A full slate today! Biking to mass before heading to NYC to leave the Brompton at NYCeWheels for a tune-up. Then it’s off to the Whitney Museum of American Art for the Hopper Drawing exhibition before Le Corbusier: An Atlas of Modern Landscapes at the MoMA.
Trip Summary – Part 1
Le Corbusier will have to wait. The Hopper exhibit has so much content that you need a half-day or more (not exaggerating – had lunch at Untitled before returning to the exhibit). I dropped ‘drawing’ from my sentence because it’s a misnomer since the exhibit includes the final masterpieces; New York Movie (1939), Nighthawks, (1942), Stairway (1949), Early Sunday Morning (1930), Office at Night (1940), Conference at Night (1949), Gas (1940), Route 6, Eastham (1941), Rooms for Tourists (1945), and Mass of Trees at Eastham (1962).
The exhibit didn’t include Approaching a City (1946) but did include one of his studies for it. There were two paintings — The Lily Apartments (1926) and Sun in an Empty Room (1963) — that are now my favorites (although nothing is displacing the warm hues of New York Movie). The latter, Sun in an Empty Room, is his last, and leaves us alone in the “act of looking.”
Before the exhibit, I was familiar with his work, but not the person. The exhibit succeeds because his technique is detailed in a graspable and relatable way. You also quickly get a sense of WHAT and WHO had the greatest influence on his character and work. In the case of the latter, it is meeting (at the New York School of Art), marrying, and partnering with Josephine in 1924.
One of my favorite exhibits is the entry they made for New York Movie in one of the record books they kept together. This painting of Jo (also an artist) is one of my favorites for very personal reasons.
Trip Summary – Part 2
People travel to wonder at the height of mountains, at the huge waves of the sea, at the long courses of rivers, at the vast compass of the ocean, at the circular motion of the stars; and they pass by themselves without wondering. — St. Augustine
One of my favorite quotes is from Goethe’s Faust [“Born to see; meant to look.”] so I was delighted to learn (via Carter Foster’s excellent essay Hopper’s Drawings) that Hopper carried a quote from him in his wallet. The quote (see below) is a good summary of his life’s work:
“The beginning and end of all literary activity is the reproduction of the world that surrounds me by means of the world that is in me, all things being grasped, related, re-created, molded, and reconstructed in a personal form and an original manner.”

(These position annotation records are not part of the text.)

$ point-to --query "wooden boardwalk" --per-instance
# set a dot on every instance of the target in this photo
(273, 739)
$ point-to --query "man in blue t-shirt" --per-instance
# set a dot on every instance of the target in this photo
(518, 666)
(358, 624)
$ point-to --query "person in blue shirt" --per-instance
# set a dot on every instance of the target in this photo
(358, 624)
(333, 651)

Selfishly, what I also love about Hopper is that “he was, famously, a man of few words.” I am not a good or even average storyteller, but my observations usually manifest in the books, poetry, art, and objects that adorn my bedroom (ornaments of a contemplative life) and that I like to share with family and friends. And in a culture where everything is tweeted, blogged, posted, recorded and made available for public consumption, the idea that my gross inability to articulate those fragments is reassuring. In this respect, if I had to carry a Goethe quote in my own wallet it would be:
“A man should hear a little music, read a little poetry, and see a fine picture every day of his life, in order that worldly cares may not obliterate the sense of the beautiful which God has implanted in the human soul.”
Trip Summary – Part 3
I have one more quote (of course) and three important lessons to draw from his life and gleaned from the exhibit. Firstly, the lessons:
(1) Travel when you are young and then with your partner when you are older
(2) Immerse yourself in your surroundings (like Edward and Jo did in New York and Massachusetts)
(3) Your life has a purpose (even though it may be frustratingly unclear right now or not what you expected in the end).
The final quote is from the essay Hopper’s Walls by Mark W. Turner:
“Hopper’s inscrutability derived in part from his lifelong experiences of the city. Like so many of the most poignant artists of urban modernity, Hopper has a particularly acute ability to capture the relationship between individuals (alienated and otherwise) and the built environments they inhabit—hotels, theaters, apartments, office buildings. Further, he is almost instinctual in understanding that the experience of the transient, fleeting moment constitutes what it means to be modern. The city is a place of fragments, in which memory, history, and the self are in a continual and uncertain flux…”
Two postscripts: (1) Topsfield (1929) could have been in a Le Corbusier or Wright exhibit and (2) the boy in Boy and Moon looks like Nemo.